Gut dysbiosis has been associated with the following:

  • Autoimmune diseases
  • Cardiovascular disease
  • Chronic fatigue syndrome
  • Chronic inflammation and age-related diseases
  • Chronic kidney disease
  • Colorectal cancer
  • Crohn’s disease
  • Depression and anxiety
  • Food allergies
  • Inflammatory bowel disease
  • Irritable bowel syndrome
  • Multiple sclerosis
  • Obesity
  • Parkinson’s disease
  • Small intestinal bacterial overgrowth (SIBO)
  • Transient ischemic stroke
  • Type 2 diabetes
  • Ulcerative colitis

Refined sugars mediate the overgrowth of opportunistic bacteria like C. difficile (8) and C. perfringens. (9). The onset of dysbiosis is typically accompanied by bloating, and too much sugar results in overgrowth of lots of undesirable species whose waste products include bloat-forming gas.  Excessive sugar consumption can also cause overgrowth of yeast species such as candida, which is associated with fatigue, leaky gut syndrome, and many other health problems.

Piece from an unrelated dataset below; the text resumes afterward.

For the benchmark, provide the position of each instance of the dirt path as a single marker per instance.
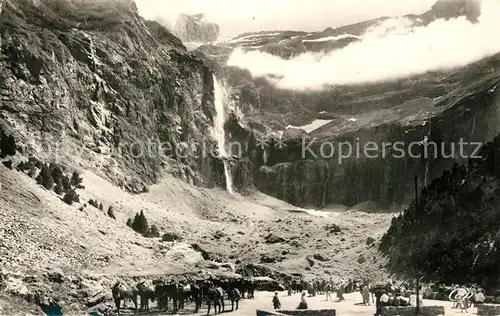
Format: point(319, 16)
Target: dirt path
point(347, 308)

Crosstalk Between Intestinal Epithelial Cells, Intestinal Microbes, and Immune Cells

On a cellular level, the dynamic crosstalk between intestinal epithelial cells, intestinal microbes, and local immune cells represents one of the fundamental features of normal intestinal homeostasis. These interactions are essential for mounting protective immunity to pathogens. (2) Evidence suggests that dysbiosis in the colon contributes to the pathogenesis of many diseases including metabolic syndrome, obesity, irritable bowel syndrome, inflammatory bowel disease, some cancers, type 2 diabetes, autoimmune diseases, cardiovascular disease, and even depression.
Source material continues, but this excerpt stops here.